All three of these cars were based off the J-4 design, which was more or less a full-size custom GT car designed for V8 engines. The radical profile of the J-4 followed Kellison’s basic J-car formula, but with added flare and more radical lines. A long and sleek hood led back to a fastback cockpit far back on the car’s silhouette. The tail was section featured tall rear fender arches with a strong body line at the back that could have very well influenced the C2 Corvette.

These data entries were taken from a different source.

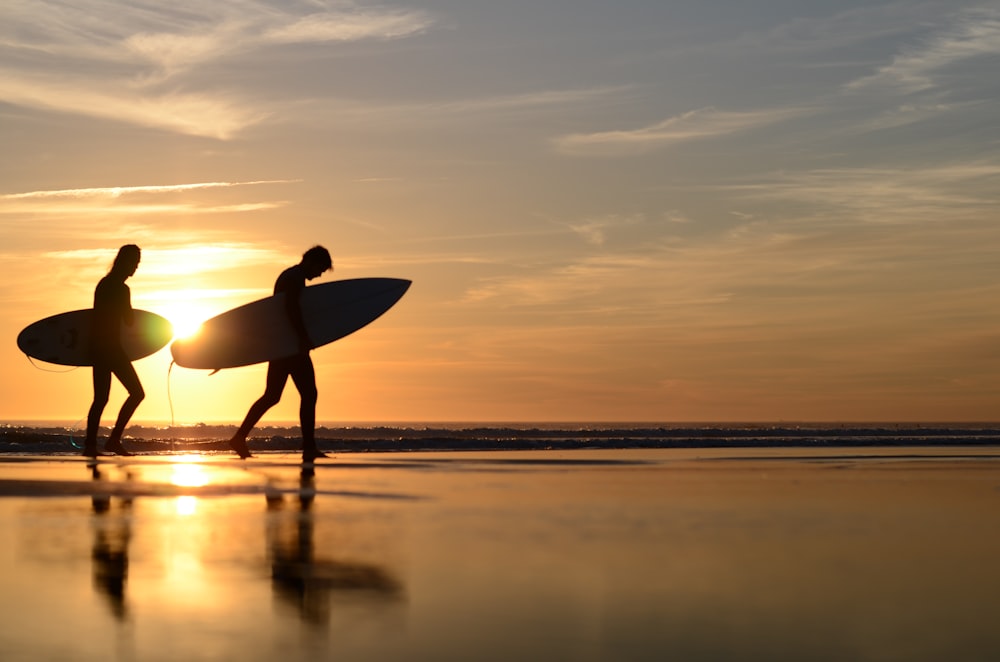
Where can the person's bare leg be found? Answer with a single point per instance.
(126, 375)
(276, 377)
(102, 388)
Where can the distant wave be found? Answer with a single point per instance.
(45, 439)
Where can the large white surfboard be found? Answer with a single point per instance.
(65, 338)
(260, 331)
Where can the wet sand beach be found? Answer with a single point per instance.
(692, 554)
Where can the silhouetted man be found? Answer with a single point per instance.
(299, 367)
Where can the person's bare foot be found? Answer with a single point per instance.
(312, 454)
(116, 449)
(240, 447)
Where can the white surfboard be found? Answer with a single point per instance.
(260, 331)
(64, 339)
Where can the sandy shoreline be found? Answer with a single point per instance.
(696, 554)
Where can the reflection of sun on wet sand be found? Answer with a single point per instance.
(306, 579)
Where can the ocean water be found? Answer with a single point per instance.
(55, 438)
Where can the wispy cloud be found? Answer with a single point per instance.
(208, 114)
(118, 191)
(884, 195)
(974, 34)
(694, 125)
(79, 59)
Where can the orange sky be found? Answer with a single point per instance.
(634, 212)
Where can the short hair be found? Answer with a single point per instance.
(319, 255)
(127, 254)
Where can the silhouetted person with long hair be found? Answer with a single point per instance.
(112, 307)
(291, 282)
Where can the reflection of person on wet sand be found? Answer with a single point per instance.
(307, 582)
(299, 367)
(110, 551)
(112, 306)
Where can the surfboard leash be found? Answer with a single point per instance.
(38, 367)
(170, 399)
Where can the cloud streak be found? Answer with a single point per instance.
(118, 191)
(699, 124)
(975, 34)
(59, 57)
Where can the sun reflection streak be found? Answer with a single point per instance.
(188, 472)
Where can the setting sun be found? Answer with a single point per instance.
(185, 315)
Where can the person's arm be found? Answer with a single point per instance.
(127, 315)
(293, 308)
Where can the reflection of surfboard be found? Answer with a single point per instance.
(260, 331)
(65, 338)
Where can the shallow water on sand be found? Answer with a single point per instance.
(752, 554)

All together, the designs of these J-cars seem to be playing by their own set of rules when compared to anything else being built in the early 1960s. It feels like the J-6 is something of science fiction, straight out of a 1950s car comic, as its hyper-stylized features make it seem like something the antagonist would drive. It’s not as elegant as Ferraris of the day, but it’s much more aggressive, with a different persona all together. When compared with average American cars of the time, it’s difficult to come up with a worthy peer, at least not until the mid 1960s.

The J-4 was on the market by 1960, available as a body kit or turnkey vehicle. The J-5 would come out later, and featured angled quad headlights and a roomier cockpit. The J-6 Panther was very similar to the J-4, but featured an angled grille and a pointier tail section. Kellison also designed the J-6 to fit on a standard ’53-’62 Corvette chassis with very few modifications, which was a total game changer, considering earlier cars required a custom chassis.

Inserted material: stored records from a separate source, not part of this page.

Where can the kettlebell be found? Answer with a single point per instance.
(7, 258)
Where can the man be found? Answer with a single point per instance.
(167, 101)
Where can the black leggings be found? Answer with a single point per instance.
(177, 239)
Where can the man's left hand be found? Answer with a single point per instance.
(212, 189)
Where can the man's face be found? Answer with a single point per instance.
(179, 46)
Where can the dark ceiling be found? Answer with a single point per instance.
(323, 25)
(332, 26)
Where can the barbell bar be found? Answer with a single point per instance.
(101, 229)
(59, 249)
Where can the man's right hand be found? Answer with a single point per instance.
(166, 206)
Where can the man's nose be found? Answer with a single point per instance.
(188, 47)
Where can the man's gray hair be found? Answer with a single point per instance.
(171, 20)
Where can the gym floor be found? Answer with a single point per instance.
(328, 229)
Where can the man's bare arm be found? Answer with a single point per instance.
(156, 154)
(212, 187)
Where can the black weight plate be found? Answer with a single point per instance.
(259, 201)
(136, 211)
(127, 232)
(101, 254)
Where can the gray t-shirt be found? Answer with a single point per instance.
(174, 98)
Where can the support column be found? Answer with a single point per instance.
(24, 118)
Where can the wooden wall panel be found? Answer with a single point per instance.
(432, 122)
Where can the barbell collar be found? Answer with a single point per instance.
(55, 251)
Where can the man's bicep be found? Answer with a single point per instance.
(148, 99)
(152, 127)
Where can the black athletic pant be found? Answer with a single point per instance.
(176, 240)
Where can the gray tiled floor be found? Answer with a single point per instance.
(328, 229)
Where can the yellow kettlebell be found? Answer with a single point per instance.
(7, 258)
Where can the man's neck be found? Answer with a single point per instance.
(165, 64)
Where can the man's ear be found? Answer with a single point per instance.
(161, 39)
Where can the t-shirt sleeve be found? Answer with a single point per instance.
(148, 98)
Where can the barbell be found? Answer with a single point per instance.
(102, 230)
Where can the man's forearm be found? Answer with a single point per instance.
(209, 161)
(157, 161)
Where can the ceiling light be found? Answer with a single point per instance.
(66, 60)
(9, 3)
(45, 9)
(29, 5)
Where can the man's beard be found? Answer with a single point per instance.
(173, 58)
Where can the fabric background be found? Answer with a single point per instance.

The J6 Panther model up for auction here on BringaTrailer.com is without-a-doubt one of the nicest J-cars we’ve ever seen. It’s based on a full custom chassis with a 306 ci Chevrolet small-block and Muncie M20 four-speed manual transmission. Out back there’s a narrowed Ford 9-inch axle with a limited-slip differential. The custom chassis keeps the car close to ground when compared to other J-cars, and a set of staggered slot-mag wheels are fitted with retro BFGoodrich rubber — and they fit the wheel wells perfectly. Peer through those vintage slots and you’ll find finned drum brakes, fitting for a ’60s custom look. The interior is fairly basic, fit only with a pair of buckets, some carpet and a compliment of Stewart-Warner gauges on a machine-turned panel.

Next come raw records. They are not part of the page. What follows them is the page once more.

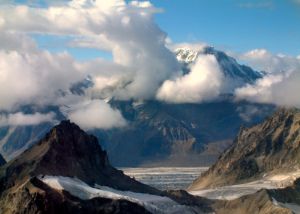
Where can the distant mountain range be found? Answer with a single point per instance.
(159, 133)
(67, 171)
(271, 147)
(266, 157)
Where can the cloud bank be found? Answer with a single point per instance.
(143, 65)
(202, 83)
(21, 119)
(96, 114)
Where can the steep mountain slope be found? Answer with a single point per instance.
(176, 134)
(68, 172)
(241, 74)
(159, 133)
(268, 148)
(68, 151)
(65, 151)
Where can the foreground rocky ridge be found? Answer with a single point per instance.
(271, 147)
(65, 151)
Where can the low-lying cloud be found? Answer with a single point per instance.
(96, 114)
(142, 67)
(202, 83)
(21, 119)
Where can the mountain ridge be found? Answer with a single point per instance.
(270, 147)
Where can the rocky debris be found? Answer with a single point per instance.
(271, 147)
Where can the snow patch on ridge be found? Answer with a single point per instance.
(153, 203)
(235, 191)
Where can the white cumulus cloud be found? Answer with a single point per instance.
(96, 114)
(202, 83)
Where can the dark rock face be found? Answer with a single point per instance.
(272, 146)
(35, 197)
(176, 134)
(65, 151)
(68, 151)
(260, 202)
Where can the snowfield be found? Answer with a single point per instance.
(153, 203)
(235, 191)
(165, 178)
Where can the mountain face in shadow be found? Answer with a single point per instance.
(65, 151)
(272, 147)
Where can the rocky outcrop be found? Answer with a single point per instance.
(177, 134)
(65, 151)
(35, 197)
(270, 147)
(68, 151)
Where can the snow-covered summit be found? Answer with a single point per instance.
(236, 74)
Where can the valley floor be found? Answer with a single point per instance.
(165, 178)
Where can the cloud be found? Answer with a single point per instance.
(126, 30)
(203, 83)
(30, 76)
(21, 119)
(262, 59)
(96, 114)
(34, 77)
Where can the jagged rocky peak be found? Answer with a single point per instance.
(272, 147)
(239, 74)
(68, 151)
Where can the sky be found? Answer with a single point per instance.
(125, 50)
(229, 25)
(233, 24)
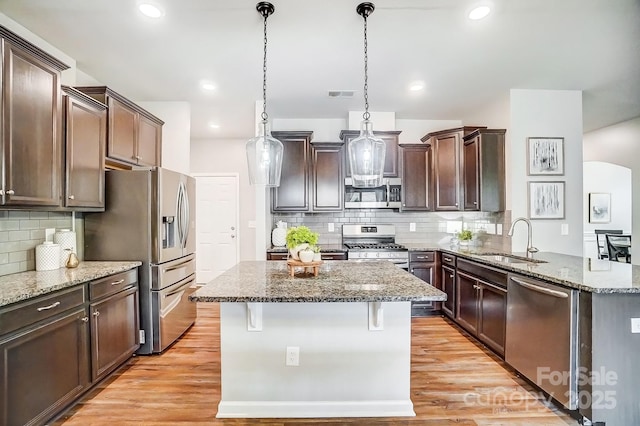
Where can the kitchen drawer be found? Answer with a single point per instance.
(277, 256)
(112, 284)
(448, 259)
(422, 256)
(40, 308)
(486, 273)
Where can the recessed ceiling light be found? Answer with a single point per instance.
(150, 10)
(416, 86)
(207, 85)
(479, 12)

According to the seller, the car was used for drag racing when it was first built from 1968 to 1970. The car was refurbished some around 2014, and repainted in Petrol Blue Metallic — an OE Porsche shade. Other unique features on the body include a modified 1955 Chevrolet grille, indicators and rocker panel trim from a 1965 Ford Mustang, C1 Corvette taillights and a Chrysler flip-open gas cap. All together, curb appeal is second to none on this Kellison, and the seller’s video indicates she’s a good driver as well.

At this point, it’s safe to say this J6 has me smitten, and I think we could very well see a new high water mark for the brand with this one. The current bid sits at $18,500 with five days remaining in the sale. Check it out here on BringaTrailer.com.

This article has been corrected in regards to the designer of Kellison J-cars, Jim Kellison.